【图神经网络——PubMed】

PubMed

1、导包:

python 复制代码
import time

import torch
from torch_geometric.datasets import Planetoid
from torch_geometric.transforms import NormalizeFeatures
import matplotlib.pyplot as plt
import torch.nn as nn
from torch_geometric.nn import GCNConv
import torch.nn.functional as F

2、加载数据集

python 复制代码
dataset = Planetoid(root='data/Planetoid',name='PubMed',transform=NormalizeFeatures())

观测数据集

python 复制代码
print(f'Dataset: {dataset}')
print('==================')
print(f'Number of graphs:{len(dataset)}')
print(f'Number of features:{dataset.num_features}')
print(f'Number of classes:{dataset.num_classes}')

data = dataset[0]

print()
# Data(x=[19717, 500], edge_index=[2, 88648], y=[19717], train_mask=[19717], val_mask=[19717], test_mask=[19717])
print(data)
print('=====================================================')
print(f'Number of nodes:{data.num_nodes}')
print(f'Number of edges:{data.num_edges}')
print(f'Average node degree: {data.num_edges / data.num_nodes:.2f}')
print(f'Number of training nodes: {data.train_mask.sum()}')
print(f'Training node label trate: {int(data.train_mask.sum()) / data.num_nodes:.2f}')
print(f'Has isolated nodes: {data.has_isolated_nodes()}')
print(f'Has self-loops:{data.has_self_loops()}')
print(f'Is undirected:{data.is_undirected()}')
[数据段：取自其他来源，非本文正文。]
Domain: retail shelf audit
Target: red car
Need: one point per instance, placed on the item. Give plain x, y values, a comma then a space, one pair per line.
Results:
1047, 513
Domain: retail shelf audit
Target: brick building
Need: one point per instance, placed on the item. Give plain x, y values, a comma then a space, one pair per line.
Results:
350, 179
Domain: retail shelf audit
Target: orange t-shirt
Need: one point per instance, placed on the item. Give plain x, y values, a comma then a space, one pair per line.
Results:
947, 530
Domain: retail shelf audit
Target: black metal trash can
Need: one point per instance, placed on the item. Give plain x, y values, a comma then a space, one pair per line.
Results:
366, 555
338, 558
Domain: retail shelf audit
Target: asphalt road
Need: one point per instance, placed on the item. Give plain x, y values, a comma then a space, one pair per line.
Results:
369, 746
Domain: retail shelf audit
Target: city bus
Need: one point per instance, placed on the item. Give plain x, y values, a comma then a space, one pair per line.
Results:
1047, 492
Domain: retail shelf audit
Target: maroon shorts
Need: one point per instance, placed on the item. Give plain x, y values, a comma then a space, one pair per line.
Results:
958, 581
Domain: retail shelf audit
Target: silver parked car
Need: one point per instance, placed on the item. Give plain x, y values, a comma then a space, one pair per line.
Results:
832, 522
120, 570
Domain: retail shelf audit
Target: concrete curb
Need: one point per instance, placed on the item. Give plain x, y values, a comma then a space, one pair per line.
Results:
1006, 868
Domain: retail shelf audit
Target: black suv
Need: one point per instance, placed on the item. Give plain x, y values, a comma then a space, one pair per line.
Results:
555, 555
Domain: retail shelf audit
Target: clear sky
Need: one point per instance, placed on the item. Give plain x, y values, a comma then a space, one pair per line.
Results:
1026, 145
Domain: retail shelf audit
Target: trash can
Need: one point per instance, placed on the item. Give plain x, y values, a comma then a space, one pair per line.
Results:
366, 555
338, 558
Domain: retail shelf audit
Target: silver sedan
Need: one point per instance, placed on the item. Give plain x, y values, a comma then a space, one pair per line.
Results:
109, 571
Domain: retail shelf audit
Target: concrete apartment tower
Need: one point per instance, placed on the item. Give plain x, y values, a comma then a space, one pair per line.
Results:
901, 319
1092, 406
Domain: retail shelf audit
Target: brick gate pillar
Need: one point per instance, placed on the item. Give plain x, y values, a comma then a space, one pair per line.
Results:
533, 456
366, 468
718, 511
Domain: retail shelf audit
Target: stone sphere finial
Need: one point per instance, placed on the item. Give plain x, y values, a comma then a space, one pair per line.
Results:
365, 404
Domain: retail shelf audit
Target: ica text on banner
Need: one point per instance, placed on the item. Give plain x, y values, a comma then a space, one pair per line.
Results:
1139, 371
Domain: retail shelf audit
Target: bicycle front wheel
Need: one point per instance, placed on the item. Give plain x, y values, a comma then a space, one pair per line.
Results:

# train_mask数据集中有True和False 两种类型,True表示是训练集,
# 使用data.train_mask.sum() 统计出train_mask 中属于训练集的元素
print(int(data.train_mask.sum()))
print(int(data.val_mask.sum()))
print(int(data.test_mask.sum()))
print('===========================')

输出如下:Dataset: PubMed()

Number of graphs:1

Number of features:500
Number of classes:3
Data(x=[19717, 500], edge_index=[2, 88648], y=[19717], train_mask=[19717], val_mask=[19717], test_mask=[19717])

Number of nodes:19717

Number of edges:88648

Average node degree: 4.50

Number of training nodes: 60

Training node label trate: 0.00

Has isolated nodes: False

Has self-loops:False

Is undirected:True

60

500

1000

3、数据获取并绘制图画

python 复制代码
# 统计每个类别的数量
# 怎么说呢?例如PubMed 数据集中 y=[19717],找出 标签y中所有唯一的标签,也就是去重,然后再找出每个唯一的标签所出现的次数并返回
# 例如:data.y = torch.tensor([0, 1, 0, 2, 1, 2, 2, 0])
# 那么唯一的标签就是:unique_labels= tensor([0, 1, 2])
# 出现的次数就是:   counts       = tensor([3, 2, 3])
unique_labels,counts = torch.unique(data.y,return_counts=True)

# 打印每个类别的数量
for label,count in zip(unique_labels,counts):
    print(f'类别{label.item()}:{count.item()}个样本')

# 使用直方图实现可视化
plt.bar(unique_labels.numpy(),counts.numpy())
plt.xlabel('labels')
plt.ylabel('counts')

# 在每个条形上方添加数字标签]
for label,count in zip(unique_labels,counts):
    plt.text(label.item(),count.item(),str(count.item()),ha='center',va='bottom')
# plt.show()

4、定义模型:

python 复制代码
class GCN(nn.Module):
    def __init__(self,output_channels=3):
        super(GCN,self).__init__()

        self.covn1 = GCNConv(500,32)
        self.covn2 = GCNConv(32,output_channels)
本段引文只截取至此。